Fanny Lederlin (université de Paris I) rappelle que le philosophe contemporain allemand Byung-Chun Han a conceptualisé ce qu’il appelle « la société de la performance ». Et d’expliquer : « Son idée est la suivante : nous vivions dans une société de la discipline, c’est la société moderne, où nous étions tous plus ou moins des petits sujets kantiens qui répondaient à l’impératif catégorique « tu dois » ; le « tu dois » surveillé par les gouvernants, les dirigeants, etc. Nous sommes passés de cette société de la discipline à une société de la performance où l’impératif catégorique n’est plus « tu dois », mais « je peux, donc je dois ». Nous sommes augmentés par la technologie, nos smartphones, l’intelligence artificielle ; nous avons des capacités complètement démultipliées, nous sommes donc capables de beaucoup plus qu’avant. Sachant cela, selon ce philosophe, nous nous mettons en tête d’être toujours plus performants. En télétravail, pouvant passer toute la journée sans interruption, sans être dérangés par les collègues ou par les enfants quand ils sont à l’école, nous nous sommes mis à travailler beaucoup plus, et d’ailleurs - il faut encore d’autres études pour étayer cela - la productivité du télétravail semble assez exceptionnelle. N’ayant plus de limites à notre travail, disposant d’outils technologiques extrêmement performants (notre PC), le danger est que nous nous confondions avec l’intelligence artificielle qui nous aide et que nous nous mettions à devenir des télétravailleurs ultra-performants qui ne cessent de s’autoexploiter pour aller au bout de leur force de travail. Ce danger nous guettait déjà au bureau, je vous rappelle que la maladie du burn-out, qui vient d’être classée par l’OIT parmi les maladies du travail, d’après les rapports de psychologues et psychiatres du monde du travail, est liée au petit chef intérieur que l’on a en nous ; en général, il n’y a pas de harcèlement moral derrière le burn-out, il est lié à cette injonction personnelle que l’on se donne à travailler toujours plus. Je pense qu’effectivement, le télétravail augmente le risque de ce mécanisme ».

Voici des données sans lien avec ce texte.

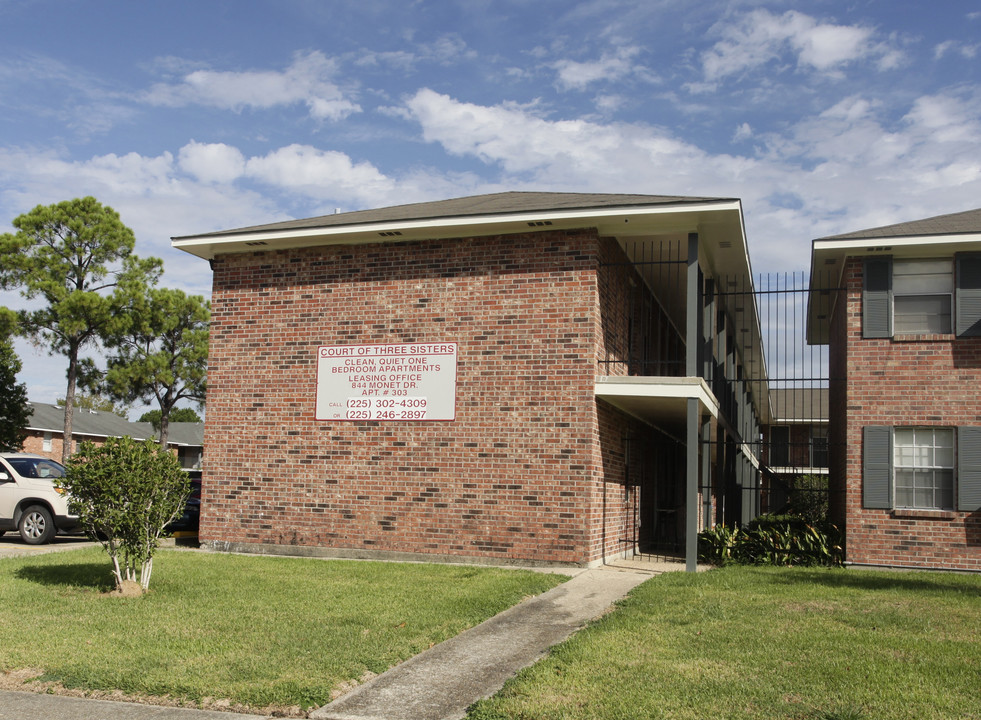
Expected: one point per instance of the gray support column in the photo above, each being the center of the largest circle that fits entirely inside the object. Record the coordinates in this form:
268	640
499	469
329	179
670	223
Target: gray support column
706	478
693	341
693	314
691	490
708	332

Loïc Lerouge, directeur de recherche au CNRS, souligne que les risques psychosociaux peuvent être accentués par la pratique du télétravail à domicile. « Les temps de repos ne sont parfois pas clairement définis, et la charge de travail constitue une préoccupation majeure : comment calibrer la charge de travail pour éviter que la vie professionnelle ne déborde sur la vie personnelle et familiale ? Le débordement des heures de travail peut être facilité par une activité en télétravail. Le télétravail remet également en question les limites et les frontières de l’espace de travail. Il n’y a pas véritablement de définition de l’espace de travail », constate-t-il. Avant de rappeler que les partenaires sociaux européens ont entamé par une conférence un programme de travail conjoint pour 2022-2024 afin d’aboutir à un accord sur une directive européenne régulant le télétravail. Et de poursuivre : « L’objectif est d’harmoniser la pratique du télétravail au niveau européen, en s’appuyant sur l’accord-cadre européen relatif au télétravail du 16 juillet 2002 tout en préservant le principe du volontariat. La responsabilité des employeurs en matière de santé et sécurité au travail dans le cadre du télétravail doit également être clairement définie, tout comme la question de la déconnexion et de la prise en charge des équipements de connexion lorsque l’on travaille à domicile ».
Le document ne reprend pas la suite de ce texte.